E poi c’è l’eterno tema dell’open source, su cui non posso non ritornare almeno con la frequenza con cui Michele Serra negli anni d’oro sfogava nelle sue ‘Amache l’amore-odio per il Cavaliere’. Perché ormai nell’open source la mia vita è completamente immersa: lo uso, lo leggo, lo scrivo. Come tanti altri, del resto, come tutti anzi, perché l’open source è l’infrastruttura immateriale su cui si regge l’infosfera. E ne parlo, sì, perché parlare e interrogarsi sul senso di quello che si fa non è meno importante che farlo. Ho imparato negli anni ad apprezzare, dell’open source, la cultura e i vantaggi. E ovviamente i limiti.
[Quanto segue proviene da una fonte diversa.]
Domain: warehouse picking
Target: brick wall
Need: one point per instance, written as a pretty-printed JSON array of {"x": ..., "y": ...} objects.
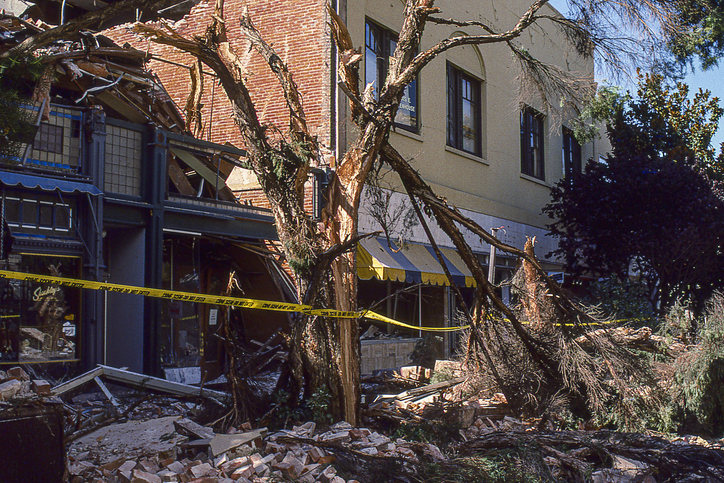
[{"x": 298, "y": 31}]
Il limite principale, nel momento in cui si vuol calare quel modello in un mondo come quello della pubblica amministrazione che ha logiche diverse dalla ricerca e dall’industria, è che l’operazione resta monca se ci si limita ad usare o “riusare” soluzioni open senza che l’intera gestione avvenga in ottica open; senza che ogni correzione, modifica, adattamento vengano reimmessi nel ciclo di vita globale della soluzione, e quindi prima di tutto pensati per essere fruiti anche da soggetti esterni. I total cost of ownership diventano difficilmente giustificabili se non all’interno di una dinamica intrinsecamente circolare in cui ciascuno snodo del sistema è sia fruitore che produttore. Su questo punto però non mi sembra insistano adeguatamente gli articoli 68 e 69 del nostro Codice dell’Amministrazione Digitale, i quali sono scritti più nell’ottica di una pubblica amministrazione committente, ossia nel quadro del procurement publico di soluzioni ICT (pur nell’obbligo di mettere a disposizione di altri enti le soluzioni acquistate) che non dal punto di vista di una pubblica amministrazione che partecipa attivamente e consapevolmente alla costruzione di un ecosistema digitale globale. Sì, perché l’open source ha intrinsecamente una caratterizzazione globale: qualsiasi tentativo di addomesticarlo alle logiche di tipo localistico o regionalistico è una forzatura destinata a fallire perché i costi sono troppo alti.

Poi ci sono i dulcamara che invitano l’opinione pubblica a non occuparsi di queste questioni perché sarebbero “da tecnici”: come a dire “ci pensiamo noi”. La Parabola dei ciechi di Pieter Bruegel il Vecchio è un’allegoria perfetta di questa situazione.